Through an earlier decision in February, the court had declined the convening of a meeting of CSR's shareholders to consider the proposed demerger of the sugar business, doubting the company's ability to meet its asbestos liabilities following the demerger.
Further to that, CSR launched an appeal against the earlier verdict.
Welcoming the court's decision, CSR said in a statement that a separation of its two very different operating businesses has the potential to create additional value for shareholders. CSR can now table the demerger proposal before its shareholders.
Further to the ruling, CSR can now continue its negotiations with China's Bright Food Group Co, which has shown its interest in Sucrogen. Earlier this month, Bright Food submitted a revised A$1.75 billion ($1.62 billion) conditional offer to acquire the business, up by $250 million compared to its earlier offer of A$1.5 billion. (See: China's Bright Food sweetens takeover offer for Australia's CSR sugar unit)
Sydney-based CSR is one of Australia's oldest companies engaged in diversified businesses including building products, sugar, aluminium, etc, with operations spread throughout Australia as well as in Asia and New Zealand.

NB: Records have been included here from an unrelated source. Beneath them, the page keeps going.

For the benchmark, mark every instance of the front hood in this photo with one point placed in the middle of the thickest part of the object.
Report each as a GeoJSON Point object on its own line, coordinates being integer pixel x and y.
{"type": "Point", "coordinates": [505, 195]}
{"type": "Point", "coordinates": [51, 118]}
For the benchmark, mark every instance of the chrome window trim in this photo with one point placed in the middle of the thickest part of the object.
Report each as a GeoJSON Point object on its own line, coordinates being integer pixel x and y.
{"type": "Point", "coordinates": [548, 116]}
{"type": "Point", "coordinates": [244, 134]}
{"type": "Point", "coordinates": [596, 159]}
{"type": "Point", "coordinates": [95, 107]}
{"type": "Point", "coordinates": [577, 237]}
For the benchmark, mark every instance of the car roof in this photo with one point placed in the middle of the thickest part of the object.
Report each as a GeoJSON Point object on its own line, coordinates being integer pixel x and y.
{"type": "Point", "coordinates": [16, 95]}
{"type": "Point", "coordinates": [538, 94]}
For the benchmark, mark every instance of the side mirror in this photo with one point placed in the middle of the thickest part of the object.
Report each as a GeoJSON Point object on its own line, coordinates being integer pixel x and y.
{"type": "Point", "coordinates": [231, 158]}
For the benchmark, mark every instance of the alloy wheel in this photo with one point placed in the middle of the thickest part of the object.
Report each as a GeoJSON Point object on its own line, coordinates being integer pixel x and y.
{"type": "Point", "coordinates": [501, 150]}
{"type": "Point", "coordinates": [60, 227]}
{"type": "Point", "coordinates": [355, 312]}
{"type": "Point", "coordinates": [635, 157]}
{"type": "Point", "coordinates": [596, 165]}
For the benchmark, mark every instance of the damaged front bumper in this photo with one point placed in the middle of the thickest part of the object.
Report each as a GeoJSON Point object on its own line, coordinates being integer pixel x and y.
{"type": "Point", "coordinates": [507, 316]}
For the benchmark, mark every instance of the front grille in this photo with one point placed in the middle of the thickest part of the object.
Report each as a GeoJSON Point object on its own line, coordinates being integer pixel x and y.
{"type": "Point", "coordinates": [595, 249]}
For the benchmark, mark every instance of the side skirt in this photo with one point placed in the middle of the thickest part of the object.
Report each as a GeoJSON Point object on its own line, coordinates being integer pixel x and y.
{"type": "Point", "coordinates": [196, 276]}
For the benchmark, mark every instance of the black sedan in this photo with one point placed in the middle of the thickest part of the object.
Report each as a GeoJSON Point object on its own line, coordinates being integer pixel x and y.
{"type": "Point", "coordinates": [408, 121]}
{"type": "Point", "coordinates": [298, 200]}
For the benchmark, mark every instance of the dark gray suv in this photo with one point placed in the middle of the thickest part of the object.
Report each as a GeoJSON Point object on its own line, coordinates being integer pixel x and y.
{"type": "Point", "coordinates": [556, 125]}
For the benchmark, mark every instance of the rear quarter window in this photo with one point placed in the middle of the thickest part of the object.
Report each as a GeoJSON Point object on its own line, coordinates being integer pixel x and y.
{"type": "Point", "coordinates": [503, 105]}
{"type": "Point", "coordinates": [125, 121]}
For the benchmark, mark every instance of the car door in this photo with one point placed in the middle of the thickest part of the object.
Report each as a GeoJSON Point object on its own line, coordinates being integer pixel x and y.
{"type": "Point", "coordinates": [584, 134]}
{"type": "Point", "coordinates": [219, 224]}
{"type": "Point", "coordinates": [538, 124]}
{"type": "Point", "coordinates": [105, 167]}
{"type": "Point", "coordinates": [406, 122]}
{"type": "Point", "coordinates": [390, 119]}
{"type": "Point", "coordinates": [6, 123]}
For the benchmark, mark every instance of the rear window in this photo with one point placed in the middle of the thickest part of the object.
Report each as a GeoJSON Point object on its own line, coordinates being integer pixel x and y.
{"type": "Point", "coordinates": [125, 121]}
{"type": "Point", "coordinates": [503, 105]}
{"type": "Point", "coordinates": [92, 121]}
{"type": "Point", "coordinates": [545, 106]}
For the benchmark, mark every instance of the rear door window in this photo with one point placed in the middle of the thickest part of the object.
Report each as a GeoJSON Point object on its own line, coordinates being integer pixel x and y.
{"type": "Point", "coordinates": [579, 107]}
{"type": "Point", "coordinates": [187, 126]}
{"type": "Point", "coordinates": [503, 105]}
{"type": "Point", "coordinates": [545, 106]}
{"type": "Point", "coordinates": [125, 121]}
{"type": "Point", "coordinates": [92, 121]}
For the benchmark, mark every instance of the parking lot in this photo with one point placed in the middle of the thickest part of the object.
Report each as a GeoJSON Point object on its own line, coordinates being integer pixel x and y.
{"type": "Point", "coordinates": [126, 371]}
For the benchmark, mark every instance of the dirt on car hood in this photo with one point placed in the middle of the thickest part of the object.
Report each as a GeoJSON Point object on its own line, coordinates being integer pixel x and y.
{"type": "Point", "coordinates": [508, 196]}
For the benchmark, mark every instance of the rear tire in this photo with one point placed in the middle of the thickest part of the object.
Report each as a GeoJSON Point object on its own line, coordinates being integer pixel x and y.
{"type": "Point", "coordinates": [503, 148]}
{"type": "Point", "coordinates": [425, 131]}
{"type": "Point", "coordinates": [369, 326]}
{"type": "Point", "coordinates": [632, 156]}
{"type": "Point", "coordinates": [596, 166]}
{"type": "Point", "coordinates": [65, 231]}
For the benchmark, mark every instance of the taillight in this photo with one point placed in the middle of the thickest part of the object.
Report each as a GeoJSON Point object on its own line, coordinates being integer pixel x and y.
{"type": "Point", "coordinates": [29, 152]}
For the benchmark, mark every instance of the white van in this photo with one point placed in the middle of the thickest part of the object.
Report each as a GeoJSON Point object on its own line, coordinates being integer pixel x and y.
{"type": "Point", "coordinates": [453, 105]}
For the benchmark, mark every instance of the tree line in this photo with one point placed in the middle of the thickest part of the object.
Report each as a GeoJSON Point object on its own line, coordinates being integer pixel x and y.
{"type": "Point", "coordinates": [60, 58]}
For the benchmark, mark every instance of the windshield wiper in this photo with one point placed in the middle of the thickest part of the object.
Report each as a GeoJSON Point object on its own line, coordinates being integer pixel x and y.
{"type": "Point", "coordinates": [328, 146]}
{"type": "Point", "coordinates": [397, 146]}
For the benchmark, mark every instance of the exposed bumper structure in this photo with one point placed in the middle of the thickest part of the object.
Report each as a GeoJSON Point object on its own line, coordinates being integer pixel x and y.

The company is a leading supplier of a wide range of building products to the construction industry. As Australia's largest sugar producer, CSR operates seven mills in some of the country's most productive sugarcane regions and also owns 75 per cent stake in joint venture sugar refining facilities in Austria and New Zealand.
CSR has 25 per cent stake in Tomago aluminium smelter, Australia's second-largest, operated by Alcan.
The company reported revenue of A$3.55 billion in 2009.